歌詞は恋人との別れを描いたもの。「何気ない 夕暮れに 愛だけが 吸い込まれていくようで」という歌詞が心に刺さる。簡単な言葉でここまで切ない心情を表現してしまうところには脱帽。
メロディーとアレンジがこれ以上無く合っていて好きな曲。Paris Blueの名バラードの一つだと思う。


「それでいいの」は今作のラストを飾る曲。聴き心地の良いミディアムナンバー。サビまでは落ち着いているが、サビは比較的キャッチーな仕上がり。あまり主張しないシンプルなアレンジながらも、メロディーやボーカルに寄り添った感じがする。
歌詞は自分自身を励ましているイメージのもの。「何かが始まる その時まで 愛することをやめないで」「心配しないでね 幸せの入り口は 意外と近くに あるものなの」といった歌詞が顕著。自分だけでなく、聴き手も励ましているように聴こえる。

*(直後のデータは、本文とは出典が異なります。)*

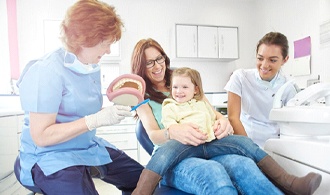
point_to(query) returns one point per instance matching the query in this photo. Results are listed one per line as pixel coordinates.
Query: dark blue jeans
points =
(123, 172)
(173, 152)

ここまでの曲を包み込むような感覚がある曲で、ラストに配置されたのも頷ける。


あまり売れた作品ではないので、中古屋ではたまに見かける程度。
ポップな曲とメロウな曲とバランス良く並んでおり、曲調だけでなくアレンジも多彩。二人の才能が見事に調和した作品になっていると思う。ただ、今作はバラードに好きな曲が固まっている。「雨が降る」が強過ぎた印象が否めないが、それでも割と好きな作品。
谷口實希の歌声について何度も言及しては褒め称えてきたが、自分にとっての「理想の女性ボーカル」と言える存在のため。似たような歌声の持ち主は沢山いそうで、未だに出逢えていない。幸いYouTubeに楽曲が転がっているので、それを聴いて良いと思った方には是非とも作品を入手していただきたい。